Against Captain's Orders sets itself up to be just as shoddy. When curator Arthur Ambrose introduces himself, with his well-pressed chinos and his geed-up enthusiasm, we brace ourselves for the worst. Some of us have got clipboards – a sure sign of organised ‘fun' – and we're being schooled in call and response. Each of us is in a lifejacket, feeling stupid, sat in one of four fake dinghies at a fake jetty. There are handouts. Fun times, ahoy.
Only that's when things start to go wrong. Arthur's colleague Glan Owens touches one of the exhibits – the one thing we're not meant to do – and, quicker than you can say ‘Cat o'nine tails,' the museum's security system's kicked in, returning every item to the storage vaults.
It's our job, then, to dig Glan and Arthur out of this mess by replacing those objects and before long we're behind the scenes at the Maritime Museum, racing through service corridors, ignoring safety notices and deciphering archival codes.
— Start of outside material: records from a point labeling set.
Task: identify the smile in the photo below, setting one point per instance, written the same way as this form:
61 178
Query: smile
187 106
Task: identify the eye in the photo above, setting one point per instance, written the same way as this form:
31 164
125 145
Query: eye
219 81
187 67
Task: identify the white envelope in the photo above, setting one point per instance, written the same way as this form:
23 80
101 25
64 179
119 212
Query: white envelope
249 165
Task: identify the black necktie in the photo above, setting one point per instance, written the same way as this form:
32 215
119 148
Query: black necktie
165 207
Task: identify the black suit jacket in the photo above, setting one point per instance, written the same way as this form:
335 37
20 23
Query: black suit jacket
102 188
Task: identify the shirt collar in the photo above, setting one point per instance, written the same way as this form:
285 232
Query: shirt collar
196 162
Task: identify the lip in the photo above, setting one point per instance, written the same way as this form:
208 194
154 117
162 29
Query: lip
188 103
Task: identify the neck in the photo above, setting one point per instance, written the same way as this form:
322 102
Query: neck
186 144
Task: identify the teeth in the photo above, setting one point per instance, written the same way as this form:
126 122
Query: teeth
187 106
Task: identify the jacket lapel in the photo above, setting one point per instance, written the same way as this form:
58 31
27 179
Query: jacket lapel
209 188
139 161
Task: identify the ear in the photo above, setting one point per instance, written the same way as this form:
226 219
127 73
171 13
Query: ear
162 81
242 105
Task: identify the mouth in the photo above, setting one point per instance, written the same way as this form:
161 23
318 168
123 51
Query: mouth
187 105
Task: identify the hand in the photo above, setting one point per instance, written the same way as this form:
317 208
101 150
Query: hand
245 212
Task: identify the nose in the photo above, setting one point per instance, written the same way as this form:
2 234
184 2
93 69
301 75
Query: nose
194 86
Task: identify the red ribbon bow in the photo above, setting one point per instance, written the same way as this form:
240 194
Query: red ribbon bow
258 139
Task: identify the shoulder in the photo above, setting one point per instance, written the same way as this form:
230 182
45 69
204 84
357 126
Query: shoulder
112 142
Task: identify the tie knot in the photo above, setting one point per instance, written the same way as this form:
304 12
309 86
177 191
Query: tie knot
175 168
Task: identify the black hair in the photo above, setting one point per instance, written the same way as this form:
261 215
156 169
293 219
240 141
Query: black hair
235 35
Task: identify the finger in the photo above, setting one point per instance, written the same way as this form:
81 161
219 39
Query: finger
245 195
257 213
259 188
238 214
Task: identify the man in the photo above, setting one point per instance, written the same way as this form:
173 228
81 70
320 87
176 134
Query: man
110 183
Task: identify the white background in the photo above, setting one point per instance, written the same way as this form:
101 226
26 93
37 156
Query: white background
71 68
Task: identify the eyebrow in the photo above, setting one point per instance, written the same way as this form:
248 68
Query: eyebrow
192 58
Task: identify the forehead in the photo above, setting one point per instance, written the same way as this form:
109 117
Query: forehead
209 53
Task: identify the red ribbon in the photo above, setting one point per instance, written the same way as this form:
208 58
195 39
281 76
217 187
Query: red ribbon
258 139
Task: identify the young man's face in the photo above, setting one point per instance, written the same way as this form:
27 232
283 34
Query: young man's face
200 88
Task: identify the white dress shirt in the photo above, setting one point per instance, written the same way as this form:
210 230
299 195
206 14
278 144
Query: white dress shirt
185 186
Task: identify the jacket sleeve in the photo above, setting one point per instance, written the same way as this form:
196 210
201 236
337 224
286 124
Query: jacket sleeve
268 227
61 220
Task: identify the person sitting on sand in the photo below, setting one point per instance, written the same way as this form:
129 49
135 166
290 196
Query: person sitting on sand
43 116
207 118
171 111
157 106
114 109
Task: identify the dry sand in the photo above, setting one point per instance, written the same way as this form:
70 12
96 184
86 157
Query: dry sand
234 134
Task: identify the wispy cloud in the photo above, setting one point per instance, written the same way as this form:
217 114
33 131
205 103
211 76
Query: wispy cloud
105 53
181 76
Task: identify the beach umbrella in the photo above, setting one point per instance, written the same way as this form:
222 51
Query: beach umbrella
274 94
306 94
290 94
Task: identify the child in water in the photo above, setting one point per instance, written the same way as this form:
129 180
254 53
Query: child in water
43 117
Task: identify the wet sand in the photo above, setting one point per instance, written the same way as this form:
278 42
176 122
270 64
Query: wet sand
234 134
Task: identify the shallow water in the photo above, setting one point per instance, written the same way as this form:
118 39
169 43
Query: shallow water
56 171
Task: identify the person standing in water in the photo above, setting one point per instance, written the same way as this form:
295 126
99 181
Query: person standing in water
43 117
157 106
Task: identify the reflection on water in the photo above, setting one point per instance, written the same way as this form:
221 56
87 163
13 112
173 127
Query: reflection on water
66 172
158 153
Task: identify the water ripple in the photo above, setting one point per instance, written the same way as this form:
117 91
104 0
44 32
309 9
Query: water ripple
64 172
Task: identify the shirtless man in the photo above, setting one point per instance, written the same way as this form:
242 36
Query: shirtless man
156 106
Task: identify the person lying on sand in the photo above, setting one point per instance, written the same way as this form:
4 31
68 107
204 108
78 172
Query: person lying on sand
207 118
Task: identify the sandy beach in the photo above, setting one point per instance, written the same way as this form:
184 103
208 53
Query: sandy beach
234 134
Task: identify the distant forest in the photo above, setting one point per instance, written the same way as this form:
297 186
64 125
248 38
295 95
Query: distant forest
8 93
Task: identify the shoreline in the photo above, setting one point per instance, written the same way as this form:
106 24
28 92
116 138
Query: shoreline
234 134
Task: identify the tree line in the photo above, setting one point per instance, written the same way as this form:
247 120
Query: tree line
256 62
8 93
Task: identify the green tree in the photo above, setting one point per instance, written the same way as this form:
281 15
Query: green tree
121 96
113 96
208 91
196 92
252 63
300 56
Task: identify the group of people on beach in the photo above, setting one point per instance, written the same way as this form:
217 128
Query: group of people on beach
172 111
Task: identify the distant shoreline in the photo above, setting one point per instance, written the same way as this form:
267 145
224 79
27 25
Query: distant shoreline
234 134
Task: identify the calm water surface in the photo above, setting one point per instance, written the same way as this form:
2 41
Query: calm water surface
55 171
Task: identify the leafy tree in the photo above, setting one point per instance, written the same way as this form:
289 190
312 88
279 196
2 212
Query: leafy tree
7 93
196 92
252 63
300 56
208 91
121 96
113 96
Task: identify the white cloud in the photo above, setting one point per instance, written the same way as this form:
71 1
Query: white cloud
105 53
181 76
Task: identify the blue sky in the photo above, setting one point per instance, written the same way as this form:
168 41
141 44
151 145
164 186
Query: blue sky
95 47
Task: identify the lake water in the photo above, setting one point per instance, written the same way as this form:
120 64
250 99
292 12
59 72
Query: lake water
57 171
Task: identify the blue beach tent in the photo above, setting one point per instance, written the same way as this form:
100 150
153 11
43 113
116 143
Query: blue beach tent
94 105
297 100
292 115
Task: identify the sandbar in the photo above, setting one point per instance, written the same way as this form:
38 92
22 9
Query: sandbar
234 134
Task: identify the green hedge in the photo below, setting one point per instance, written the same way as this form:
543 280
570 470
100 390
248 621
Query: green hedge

Worse: the curators all know we're in here and the PX1000, which sucks up the exhibits, has gone into overdrive, pulling in every item in Greenwich – the Cutty Sark included.
What's so clever about this is that it's all woven into the real world. We'd never have accepted an all-hands-on-deck adventure, knowing ourselves to be in the basement of a land-locked museum in Greenwich, but we can buy into an adventure into the museum's vaults as Simon Davies's script requires. This being the bits that we're not meant to see, the urgency and danger suddenly feels real too – so much so that even the idea of a haunted drum doesn't feel daft.
It's a bit like a real-life version of The Crystal Maze or Monkey Island. There are codes to crack and treasures to find – all well marshalled by Richard Popple and Sammy Kissin, as our amiable guides. Typical of Punchdrunk Enrichment - the kids arm of the immersive specialists - each room is heaving with curios and laced with jokes for the eagle-eyed. Off one corridor, I spotted the Swashbuckling Parrots room; feathers spilling out of the crack beneath the door. Directors Peter Higgin and Katy Balfour keep us moving so fast that we can't push at the limits.
This isn't going to instil nautical knowledge – that's what the rest of the museum's for, and Against Captain's Orders makes it seem like a much more interesting place, full of possibility and wonder, jam-packed with stories and trinkets. What it will do, however – and this is much more valuable – is instil a sense of adventure; the very thing a born sailor needs.